Papst Franziskus hat am vergangenen Wochenende Bischöfe aus aller Welt zu einer historischen, viertägigen Konferenz im Vatikan geladen, um über den sexuellen Missbrauch von Minderjährigen in der Katholischen Kirche und den Kampf dagegen zu sprechen. Laut Frankfurter Allgemeiner Zeitung hieß es in den Arbeitstiteln der Konferenz lange, es gehe bei dem Treffen um verstärkte Anstrengungen zum „Schutz von Minderjährigen und von Erwachsenen in Situationen der Anfälligkeit“. So hatte es der Papst selbst in einem Schreiben im Sommer zum Thema Missbrauch formuliert.
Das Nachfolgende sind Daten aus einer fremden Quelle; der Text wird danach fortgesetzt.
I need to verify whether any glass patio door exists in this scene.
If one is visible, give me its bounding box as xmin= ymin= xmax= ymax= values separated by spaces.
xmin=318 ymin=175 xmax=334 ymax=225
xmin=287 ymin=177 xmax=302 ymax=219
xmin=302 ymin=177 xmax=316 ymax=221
Doch am Ende war auf der eigenen Internetseite nur noch vom „Schutz von Minderjährigen in der Kirche“ die Rede.
Als der Gipfel im Vatikan gerade zu Ende gegangen war, wurde der australische Kardinal George Pell verurteilt. Der ehemalige Finanzchef des Vatikans war von einem Gericht in Australien in erster Instanz für schuldig befunden worden, sich in den 1990er Jahren als Erzbischof an zwei 13-jährigen Jungen vergangen zu haben. Besonders brisant: George Pell war ein Vertrauter von Franziskus, stand in der Vatikan-Hierarchie auf Platz drei und wurde einst sogar als möglicher Papst gehandelt, berichtet unter anderem Spiegel Online.
Der Umgang mit den Opfern beim so genannten Missbrauchsgipfel sorgte für Kritik. Der Autor von Zeit Online beanstandet etwa: „Franziskus schlingerte gegenüber den vom Missbrauch Betroffenen, die nach Rom angereist waren, aber nicht mitdiskutieren durften. Die lediglich als "Stimmen" ihre Leiden beschreiben durften.“ Er sieht den Gipfel als gescheitert und eine Enttäuschung für all jene, die sich von Papst Franziskus in seiner Abschlussrede ein konkretes Schuldeingeständnis und praktische Schlüsse versprochen hatten. Mit Blick auf die Opfer sei das Treffen enttäuschend gewesen, sagt auch Wolfgang Kramer, Sprecher von Pro Concilio, einer kirchlichen Reformgruppe in der Diözese Rottenburg-Stuttgart. Matthias Katsch von der deutschen Betroffenenorganisation „Eckiger Tisch“ twitterte: „Die Rede des Papstes ist der schamlose Versuch, sich an die Spitze der Bewegung zu setzen, ohne sich der Schuld und dem Versagen zu stellen und wirkliche Veränderung anzugehen.“
Papst Franziskus' Rede aus der Sala Regia des Apostolischen Palastes im Vatikan vom 24. Februar 2019 und den Vorsitzenden der Bischofskonferenzen ist hier abrufbar.
Sexueller Missbrauch durch Geistliche wurde in der Vergangenheit oft vertuscht – auch in Deutschland. Aus der von der Deutschen Bischofskonferenz in Auftrag gegebenen und im Jahr 2018 veröffentlichten Studie geht hervor, dass in einigen deutschen Bistümern Akten „mit Bezug auf sexuellen Missbrauch Minderjähriger in früherer Zeit vernichtet worden waren“. Außerdem wurden nur gegen knapp 38 Prozent der Beschuldigten Strafanzeige gestellt, die meisten Anzeigen kamen von den Betroffenen selbst oder ihren Familien. Repräsentanten der Kirche haben, soweit man weiß, nur in 122 Fällen die weltliche Justiz eingeschaltet, das betrifft 7,3 Prozent aller Beschuldigten.
Papst Franziskus galt als großer Reformpapst und Erneuerer der Kirche. Der Papst selbst habe aber viel zu lange an belasteten Priestern festgehalten oder zugesehen, wie gegen die von ihm selbst einberufene Vatikan-Missbrauchskommission intrigiert wurde, berichtet Report München in diesem Beitrag. Das fällt ihm jetzt auf die Füße.
Immer wieder in der Kritik steht auch die enge Verknüpfung von Kirche und Staat hierzulande. Seit einem Jahrhundert sollen die historisch bedingten Staatsleistungen abgeschafft werden – stattdessen steigen sie immer weiter, berichtet die FAZ. Diese Leistungen überweist der Staat unabhängig von der Kirchensteuer an die Kirchen. Von den 548,7 Millionen Euro erhielten die evangelische Kirche rund 320,4 Millionen Euro und die katholische Kirche 228,3 Millionen Euro.